So Long Insecurity

In Uncategorized by Madison Mayberry10 Comments

I don’t know about you, but now that we’re nearing the halfway point of the year I’ve been feeling the need to re-commit myself to my “No Fat Talk” pledge for 2012. Over the past couple months, I’ve found myself mumbling unkind words about my body or myself under my breath. Or letting a “Do my thighs look huge in this?” to Joe here and there. It may not seem like a big deal, but I want to stop these little words and thoughts in their track, to re-gain the ground that may be slipping ever so slightly while I become less diligent.

A couple months ago, I started reading a book that has been slowly transforming the way I think about my body, self image, and all that goes with it. I took a long hard look at my “fat talk” and realized that at the core of those words was a deep insecurity about myself that was allowing those thoughts to thrive. I had heard great things about Beth Moore’s So Long Insecurity and had done several of her Bible studies in the past. I’m about half way through the book, and I can’t say enough great things about the words of encouragement and wisdom shared by Beth. If you’re looking for an extra dose of encouragement, I would strongly suggest picking this book up. I’ve been keeping track of the pearls of wisdom I read, and I wanted to share a few of them as an encouragement to you today.

-Madison

Dynamic creatures that we are, we are ever changing and ever spiraling up – or down. Please don’t misunderstand. God forbid that we live life in a vicious cycle of gaining ground and losing it. I’ve learned some lessons in the last decades, and I hope to heaven I don’t ever have to relearn them. However, I’ve never arrived at a place where injury or uncertainty no longer issues an invitation to some pretty serious self-doubt even when I make the tough decision not to bite the bait. I still get thrown for a loop more easily that I would like and find myself in a temporary but painful setback of insecurity – one that affects me too chronically to deny that something is broken somewhere. I tend to respond with a classic case of devastation. “I know better than this,” I chide. “I can’t believe I’ve fallen for this again. My head knows good and well that this doesn’t define me. Why can’t I get that message to my heart?”

Listen carefully: the enemy of our souls has more to gain by our setbacks than by our succumbing to an initial assault. The former is infinitely more demoralizing.
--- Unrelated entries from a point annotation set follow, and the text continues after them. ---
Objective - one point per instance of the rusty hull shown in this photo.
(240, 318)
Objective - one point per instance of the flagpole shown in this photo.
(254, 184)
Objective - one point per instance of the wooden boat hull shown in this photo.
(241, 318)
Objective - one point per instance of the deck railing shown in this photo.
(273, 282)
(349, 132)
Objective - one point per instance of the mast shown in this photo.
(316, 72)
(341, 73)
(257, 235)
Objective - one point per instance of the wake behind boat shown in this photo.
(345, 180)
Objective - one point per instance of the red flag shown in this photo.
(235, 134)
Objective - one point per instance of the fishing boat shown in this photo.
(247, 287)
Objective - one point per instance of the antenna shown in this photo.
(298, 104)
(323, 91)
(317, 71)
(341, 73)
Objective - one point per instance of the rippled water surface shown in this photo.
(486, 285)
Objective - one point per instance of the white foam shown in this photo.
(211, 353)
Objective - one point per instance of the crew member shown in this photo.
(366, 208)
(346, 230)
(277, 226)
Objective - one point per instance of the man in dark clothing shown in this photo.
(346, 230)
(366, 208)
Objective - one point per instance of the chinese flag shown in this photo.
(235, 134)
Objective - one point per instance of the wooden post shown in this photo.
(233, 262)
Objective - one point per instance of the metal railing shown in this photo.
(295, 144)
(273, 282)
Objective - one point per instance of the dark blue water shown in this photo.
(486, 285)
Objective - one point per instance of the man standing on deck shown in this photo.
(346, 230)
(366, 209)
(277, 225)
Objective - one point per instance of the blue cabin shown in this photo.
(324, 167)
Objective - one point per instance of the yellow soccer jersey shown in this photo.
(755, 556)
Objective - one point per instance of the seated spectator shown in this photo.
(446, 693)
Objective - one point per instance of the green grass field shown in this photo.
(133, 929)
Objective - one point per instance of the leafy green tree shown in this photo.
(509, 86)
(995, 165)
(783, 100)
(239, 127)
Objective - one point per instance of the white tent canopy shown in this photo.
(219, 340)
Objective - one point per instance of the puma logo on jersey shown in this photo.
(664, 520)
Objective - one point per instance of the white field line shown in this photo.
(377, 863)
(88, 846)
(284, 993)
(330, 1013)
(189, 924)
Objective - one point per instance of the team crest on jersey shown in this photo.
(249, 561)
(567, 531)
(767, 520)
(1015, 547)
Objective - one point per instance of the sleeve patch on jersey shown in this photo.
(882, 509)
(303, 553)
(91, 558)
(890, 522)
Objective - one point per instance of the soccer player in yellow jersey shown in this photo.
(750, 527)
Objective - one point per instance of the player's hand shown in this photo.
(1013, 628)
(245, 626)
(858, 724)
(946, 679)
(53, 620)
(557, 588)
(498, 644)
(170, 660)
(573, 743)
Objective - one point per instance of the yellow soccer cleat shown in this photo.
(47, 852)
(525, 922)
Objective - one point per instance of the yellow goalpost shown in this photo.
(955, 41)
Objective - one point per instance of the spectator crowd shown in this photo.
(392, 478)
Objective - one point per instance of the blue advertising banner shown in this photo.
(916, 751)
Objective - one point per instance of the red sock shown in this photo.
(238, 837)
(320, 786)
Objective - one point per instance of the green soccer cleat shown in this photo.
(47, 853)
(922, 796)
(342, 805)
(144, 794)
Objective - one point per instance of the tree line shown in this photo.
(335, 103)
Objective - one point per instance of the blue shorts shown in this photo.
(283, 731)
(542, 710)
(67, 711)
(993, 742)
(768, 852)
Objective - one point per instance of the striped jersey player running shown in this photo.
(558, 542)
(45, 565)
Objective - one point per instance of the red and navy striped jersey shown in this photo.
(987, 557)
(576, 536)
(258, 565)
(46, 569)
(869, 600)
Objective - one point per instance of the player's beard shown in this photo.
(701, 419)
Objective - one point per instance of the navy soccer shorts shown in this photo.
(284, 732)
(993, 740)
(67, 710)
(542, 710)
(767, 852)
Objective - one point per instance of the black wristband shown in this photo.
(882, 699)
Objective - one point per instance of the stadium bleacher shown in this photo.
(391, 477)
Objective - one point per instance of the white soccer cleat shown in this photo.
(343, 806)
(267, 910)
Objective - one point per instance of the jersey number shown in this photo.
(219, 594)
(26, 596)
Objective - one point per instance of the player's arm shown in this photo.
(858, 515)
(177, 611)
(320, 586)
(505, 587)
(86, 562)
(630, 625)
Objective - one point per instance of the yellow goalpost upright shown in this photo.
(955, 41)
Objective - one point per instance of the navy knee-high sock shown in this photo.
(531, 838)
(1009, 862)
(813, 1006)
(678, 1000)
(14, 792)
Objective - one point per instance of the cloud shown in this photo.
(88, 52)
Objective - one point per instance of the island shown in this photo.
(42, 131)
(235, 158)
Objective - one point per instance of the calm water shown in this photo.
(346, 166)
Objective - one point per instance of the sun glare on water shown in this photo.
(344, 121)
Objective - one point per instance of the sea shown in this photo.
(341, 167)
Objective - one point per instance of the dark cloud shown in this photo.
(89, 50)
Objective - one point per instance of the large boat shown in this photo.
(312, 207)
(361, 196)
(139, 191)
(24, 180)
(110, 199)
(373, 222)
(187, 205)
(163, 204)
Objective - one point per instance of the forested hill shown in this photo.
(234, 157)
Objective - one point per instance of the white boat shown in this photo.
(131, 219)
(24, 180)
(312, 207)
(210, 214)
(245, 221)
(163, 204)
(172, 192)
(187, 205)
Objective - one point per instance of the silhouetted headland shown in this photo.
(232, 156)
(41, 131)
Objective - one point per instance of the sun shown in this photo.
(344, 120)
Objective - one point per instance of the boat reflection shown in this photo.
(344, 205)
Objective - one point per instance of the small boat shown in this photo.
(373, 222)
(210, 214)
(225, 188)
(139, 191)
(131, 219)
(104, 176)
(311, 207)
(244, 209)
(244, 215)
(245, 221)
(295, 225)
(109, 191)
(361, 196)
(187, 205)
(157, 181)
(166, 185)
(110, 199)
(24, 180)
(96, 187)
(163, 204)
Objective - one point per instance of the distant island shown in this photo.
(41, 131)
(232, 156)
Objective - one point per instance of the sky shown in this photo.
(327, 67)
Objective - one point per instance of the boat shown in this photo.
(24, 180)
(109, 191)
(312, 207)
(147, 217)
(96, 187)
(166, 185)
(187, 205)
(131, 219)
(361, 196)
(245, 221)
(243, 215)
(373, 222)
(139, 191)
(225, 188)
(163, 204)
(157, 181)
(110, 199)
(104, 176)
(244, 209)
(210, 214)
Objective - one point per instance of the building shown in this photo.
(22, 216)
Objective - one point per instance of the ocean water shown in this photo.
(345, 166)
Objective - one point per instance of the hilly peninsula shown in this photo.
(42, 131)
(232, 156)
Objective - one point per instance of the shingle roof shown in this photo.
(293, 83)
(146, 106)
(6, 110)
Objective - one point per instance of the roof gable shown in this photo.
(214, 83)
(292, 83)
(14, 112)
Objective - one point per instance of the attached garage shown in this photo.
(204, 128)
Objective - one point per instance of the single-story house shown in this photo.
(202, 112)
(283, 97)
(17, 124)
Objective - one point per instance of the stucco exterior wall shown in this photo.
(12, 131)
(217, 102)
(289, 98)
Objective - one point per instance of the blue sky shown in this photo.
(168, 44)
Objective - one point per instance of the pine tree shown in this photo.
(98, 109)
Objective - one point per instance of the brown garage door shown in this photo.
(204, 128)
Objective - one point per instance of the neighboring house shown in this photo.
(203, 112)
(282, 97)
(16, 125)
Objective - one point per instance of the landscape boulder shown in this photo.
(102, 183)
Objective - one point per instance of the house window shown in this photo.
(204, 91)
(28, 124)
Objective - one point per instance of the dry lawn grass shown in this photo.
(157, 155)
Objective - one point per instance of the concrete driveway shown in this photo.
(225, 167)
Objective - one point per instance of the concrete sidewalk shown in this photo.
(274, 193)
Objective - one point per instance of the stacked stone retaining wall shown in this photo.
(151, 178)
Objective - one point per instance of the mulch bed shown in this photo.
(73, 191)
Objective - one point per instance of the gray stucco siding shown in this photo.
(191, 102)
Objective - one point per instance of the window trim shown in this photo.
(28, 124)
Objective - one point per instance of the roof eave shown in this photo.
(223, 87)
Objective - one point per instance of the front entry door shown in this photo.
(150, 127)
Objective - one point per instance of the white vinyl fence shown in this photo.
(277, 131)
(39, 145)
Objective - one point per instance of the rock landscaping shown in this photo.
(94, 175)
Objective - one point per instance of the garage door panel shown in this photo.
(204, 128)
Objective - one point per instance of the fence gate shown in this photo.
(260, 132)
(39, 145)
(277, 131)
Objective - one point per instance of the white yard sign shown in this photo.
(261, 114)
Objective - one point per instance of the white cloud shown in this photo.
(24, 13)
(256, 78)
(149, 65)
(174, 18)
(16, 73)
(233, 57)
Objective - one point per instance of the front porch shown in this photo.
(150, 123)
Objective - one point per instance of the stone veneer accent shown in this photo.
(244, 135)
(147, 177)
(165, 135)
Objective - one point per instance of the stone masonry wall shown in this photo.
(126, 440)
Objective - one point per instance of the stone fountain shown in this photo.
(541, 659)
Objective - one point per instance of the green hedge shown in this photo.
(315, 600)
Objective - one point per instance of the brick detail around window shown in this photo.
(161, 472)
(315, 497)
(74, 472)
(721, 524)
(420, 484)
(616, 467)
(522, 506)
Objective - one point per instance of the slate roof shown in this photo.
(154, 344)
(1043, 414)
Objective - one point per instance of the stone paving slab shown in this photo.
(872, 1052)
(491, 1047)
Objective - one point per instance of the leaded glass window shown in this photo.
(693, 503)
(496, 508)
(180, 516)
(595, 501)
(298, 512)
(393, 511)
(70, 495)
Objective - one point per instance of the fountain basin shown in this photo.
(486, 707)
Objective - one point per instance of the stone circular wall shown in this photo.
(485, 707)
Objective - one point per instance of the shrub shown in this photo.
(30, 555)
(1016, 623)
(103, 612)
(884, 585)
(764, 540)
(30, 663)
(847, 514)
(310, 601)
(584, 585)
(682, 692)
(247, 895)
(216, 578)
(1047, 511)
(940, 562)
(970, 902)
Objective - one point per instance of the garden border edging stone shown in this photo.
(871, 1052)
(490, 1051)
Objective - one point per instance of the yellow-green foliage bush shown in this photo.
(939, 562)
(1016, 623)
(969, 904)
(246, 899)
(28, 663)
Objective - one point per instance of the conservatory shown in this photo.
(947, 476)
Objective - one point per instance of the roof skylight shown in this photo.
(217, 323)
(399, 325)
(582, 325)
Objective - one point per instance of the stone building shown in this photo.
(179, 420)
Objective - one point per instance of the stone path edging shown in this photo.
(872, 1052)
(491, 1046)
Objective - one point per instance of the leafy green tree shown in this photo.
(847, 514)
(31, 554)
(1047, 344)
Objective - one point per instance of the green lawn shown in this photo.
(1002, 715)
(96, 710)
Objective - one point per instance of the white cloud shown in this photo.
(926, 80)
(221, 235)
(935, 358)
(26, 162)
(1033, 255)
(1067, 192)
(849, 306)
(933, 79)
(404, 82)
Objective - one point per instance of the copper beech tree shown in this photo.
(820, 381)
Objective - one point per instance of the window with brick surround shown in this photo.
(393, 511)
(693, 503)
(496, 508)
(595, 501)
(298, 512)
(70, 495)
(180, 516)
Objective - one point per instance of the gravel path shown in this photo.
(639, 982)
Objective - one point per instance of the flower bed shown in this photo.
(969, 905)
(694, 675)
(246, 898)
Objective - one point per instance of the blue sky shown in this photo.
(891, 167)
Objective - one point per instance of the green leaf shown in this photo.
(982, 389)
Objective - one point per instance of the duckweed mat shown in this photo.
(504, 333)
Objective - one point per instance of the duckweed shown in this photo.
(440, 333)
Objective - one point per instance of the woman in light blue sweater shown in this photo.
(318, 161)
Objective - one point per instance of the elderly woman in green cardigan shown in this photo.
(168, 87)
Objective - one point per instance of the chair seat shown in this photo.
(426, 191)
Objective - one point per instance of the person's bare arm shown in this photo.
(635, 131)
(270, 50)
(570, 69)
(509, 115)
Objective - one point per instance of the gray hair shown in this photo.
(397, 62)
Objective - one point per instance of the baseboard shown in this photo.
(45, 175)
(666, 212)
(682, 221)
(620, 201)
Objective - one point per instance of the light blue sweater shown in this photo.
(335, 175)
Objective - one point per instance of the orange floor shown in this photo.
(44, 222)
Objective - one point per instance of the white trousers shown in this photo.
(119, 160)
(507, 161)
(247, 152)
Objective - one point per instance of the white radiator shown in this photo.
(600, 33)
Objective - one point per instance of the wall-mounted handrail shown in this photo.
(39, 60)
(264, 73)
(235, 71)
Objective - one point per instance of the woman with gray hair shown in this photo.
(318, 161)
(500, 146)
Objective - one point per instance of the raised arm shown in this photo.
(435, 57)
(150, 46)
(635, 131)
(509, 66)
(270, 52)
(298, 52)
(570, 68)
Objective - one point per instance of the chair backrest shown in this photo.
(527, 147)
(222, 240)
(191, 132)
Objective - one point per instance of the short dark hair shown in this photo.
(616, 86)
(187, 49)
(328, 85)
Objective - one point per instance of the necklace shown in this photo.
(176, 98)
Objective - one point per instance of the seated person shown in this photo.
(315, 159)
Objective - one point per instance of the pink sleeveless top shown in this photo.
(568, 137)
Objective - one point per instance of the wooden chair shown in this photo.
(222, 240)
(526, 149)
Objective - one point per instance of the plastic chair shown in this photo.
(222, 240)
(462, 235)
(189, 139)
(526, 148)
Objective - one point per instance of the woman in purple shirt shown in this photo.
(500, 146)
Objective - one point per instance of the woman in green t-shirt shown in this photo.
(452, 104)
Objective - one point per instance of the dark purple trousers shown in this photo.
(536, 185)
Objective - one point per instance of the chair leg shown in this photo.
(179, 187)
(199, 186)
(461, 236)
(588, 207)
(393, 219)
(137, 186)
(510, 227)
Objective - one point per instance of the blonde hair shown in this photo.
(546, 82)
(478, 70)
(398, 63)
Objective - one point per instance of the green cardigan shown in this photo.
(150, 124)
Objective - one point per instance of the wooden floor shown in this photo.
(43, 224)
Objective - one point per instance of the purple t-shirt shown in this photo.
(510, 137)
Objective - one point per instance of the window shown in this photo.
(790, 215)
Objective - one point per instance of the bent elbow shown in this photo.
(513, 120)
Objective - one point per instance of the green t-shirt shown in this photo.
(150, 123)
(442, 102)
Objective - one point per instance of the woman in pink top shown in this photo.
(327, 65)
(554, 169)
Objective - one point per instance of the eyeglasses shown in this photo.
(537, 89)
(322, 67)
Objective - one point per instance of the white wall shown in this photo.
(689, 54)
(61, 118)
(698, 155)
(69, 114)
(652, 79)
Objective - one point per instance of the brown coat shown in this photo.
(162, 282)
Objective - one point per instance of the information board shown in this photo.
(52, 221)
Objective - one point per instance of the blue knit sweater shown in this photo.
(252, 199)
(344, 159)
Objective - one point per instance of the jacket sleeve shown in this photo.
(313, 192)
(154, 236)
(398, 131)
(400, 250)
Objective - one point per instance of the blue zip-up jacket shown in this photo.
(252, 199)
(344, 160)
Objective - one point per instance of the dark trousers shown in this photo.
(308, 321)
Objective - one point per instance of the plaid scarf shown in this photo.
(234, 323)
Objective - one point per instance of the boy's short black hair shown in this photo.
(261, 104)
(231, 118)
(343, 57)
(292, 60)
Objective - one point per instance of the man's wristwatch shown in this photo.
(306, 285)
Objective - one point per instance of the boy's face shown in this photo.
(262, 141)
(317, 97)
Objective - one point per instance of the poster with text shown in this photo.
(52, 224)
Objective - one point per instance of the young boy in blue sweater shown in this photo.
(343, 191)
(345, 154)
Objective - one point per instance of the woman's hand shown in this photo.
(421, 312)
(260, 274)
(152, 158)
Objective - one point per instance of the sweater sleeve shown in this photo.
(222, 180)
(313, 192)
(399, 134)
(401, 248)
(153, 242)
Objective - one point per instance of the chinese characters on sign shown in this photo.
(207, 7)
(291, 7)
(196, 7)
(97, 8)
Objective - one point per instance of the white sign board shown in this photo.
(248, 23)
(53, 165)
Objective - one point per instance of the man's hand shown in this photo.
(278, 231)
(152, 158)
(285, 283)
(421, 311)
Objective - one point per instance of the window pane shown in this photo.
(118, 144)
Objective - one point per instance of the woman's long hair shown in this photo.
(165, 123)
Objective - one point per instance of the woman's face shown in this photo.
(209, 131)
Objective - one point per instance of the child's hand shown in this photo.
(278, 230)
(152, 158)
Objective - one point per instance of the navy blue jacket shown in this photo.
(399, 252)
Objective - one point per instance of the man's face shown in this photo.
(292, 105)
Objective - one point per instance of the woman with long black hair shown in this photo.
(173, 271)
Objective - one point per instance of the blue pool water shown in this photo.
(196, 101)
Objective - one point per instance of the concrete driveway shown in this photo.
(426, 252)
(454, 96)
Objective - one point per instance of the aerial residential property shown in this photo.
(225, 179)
Far more liable to make us feel hopeless and tempt us to quit. We can rationalize – even truthfully – that an initial assault caught us by surprise. Setbacks, on the other hand, just make us feel weak and stupid: I should have conquered this by now. I happened on a question not long ago that perfectly expresses this mentality: How many times must I prove myself an idiot? 

I hate that I can still be so easily shaken, and somehow I convince myself that if I could just develop a healthy enough psyche, life couldn’t touch me. I’d be completely immovable. One thing keeps nagging at me, though. A man with an incomparable heart for God once confessed, “When I felt secure, I said, ‘I will not be shaken.’ O Lord, when you favored me, you made my mountain stand firm; but when you hid your face, I was dismayed” (Psalm 30: 6-7)

…To be honest, I don’t know whether you and I are at a common place right now. I just have a hunch. See if this sounds like something that could erupt from your own pen: I’m sick to death of insecurity. It’s been a terrible companion. A very bad friend. It promised to always think of me first and meticulously look out for my best interests. It vowed to stay focused on me and help me not get hurt or forgotten. Instead, insecurity invaded every part of my life, betrayed me, and sold me out more times that I can count. It’s time I got healthy enough emotionally to choose my lifelong companions better. This one needs to get dumped. … Thank God, a time comes in a willing life when you’re ready to face a Goliath-sized foe all by itself and fight it to the stinking death.